If m satisfies Euclid's Lemma does it mean m is prime?

Let $$m$$ be a natural number larger than 1, and suppose that $$m$$ satisfies the following property:

For any integers $$a$$ and $$b$$, if $$m$$ divides $$ab$$, then $$m$$ divides either $$a$$ or $$b$$ (or both).

Show that $$m$$ must be prime.

I think we should solve this question with a proof by contradiction. So, suppose $$m$$ is not prime, therefore $$\existsk$$ $$\in$$ $$\mathbb{Z}$$ such that $$k|m$$. We also notice that the property $$m$$ satisfies is Euclid's Lemma, and from it we can conclude $$gcd(a,m) = m$$ and $$gcd(b,m) = m$$ depending on if $$m|a$$ or $$m|b$$ or both.

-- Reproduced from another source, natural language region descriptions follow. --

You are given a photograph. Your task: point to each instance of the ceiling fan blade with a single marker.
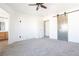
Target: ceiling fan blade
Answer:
(37, 8)
(32, 4)
(43, 6)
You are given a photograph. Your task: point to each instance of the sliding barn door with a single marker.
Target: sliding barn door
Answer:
(62, 27)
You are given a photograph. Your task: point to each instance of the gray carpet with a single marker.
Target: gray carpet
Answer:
(42, 47)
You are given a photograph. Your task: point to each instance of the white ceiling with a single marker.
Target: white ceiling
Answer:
(52, 8)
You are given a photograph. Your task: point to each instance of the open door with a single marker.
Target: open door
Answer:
(46, 29)
(62, 27)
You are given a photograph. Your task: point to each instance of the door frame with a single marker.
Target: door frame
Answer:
(45, 27)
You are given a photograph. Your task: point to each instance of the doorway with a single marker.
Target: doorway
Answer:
(62, 27)
(46, 29)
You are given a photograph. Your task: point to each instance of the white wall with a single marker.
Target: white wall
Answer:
(4, 17)
(53, 27)
(73, 26)
(30, 27)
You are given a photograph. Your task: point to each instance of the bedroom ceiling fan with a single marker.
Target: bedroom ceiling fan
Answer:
(38, 5)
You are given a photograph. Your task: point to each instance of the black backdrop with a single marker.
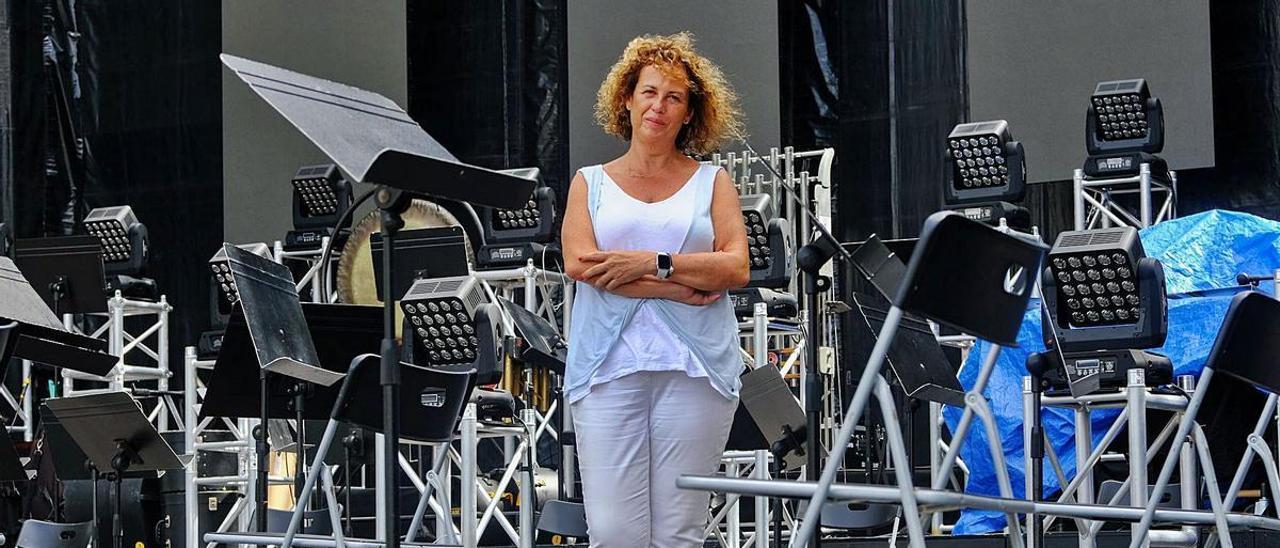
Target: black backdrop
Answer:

Now from here I don't know how I should proceed further. In fact, I'm not sure if I'm looking in the right direction, so your help would be appreciated.

• Hint: If $m$ is not prime then $m=ab$ with $m>a,b>1$. – lulu Jul 20 '19 at 19:49

You are right: suppose $$m\in \mathbb{N}$$ is not prime and let's fix $$(k,l)\in \mathbb{N}^2$$ such that $$m=kl$$ and $$k,l \neq m$$ then either $$m\mid k$$ or $$m\mid l$$ which is absurd as both k and l are strictly less than m (and positive)
Hint:  first show: $$\,p\,$$ is prime $$\!\iff\! [\,p \color{#c00}{\bf =} ab\,\Rightarrow\, p\mid a\,$$ or $$\,p\mid b\,],\,$$ then use $$\,p\color{#c00}{\bf =}ab\,\Rightarrow\, p\mid ab$$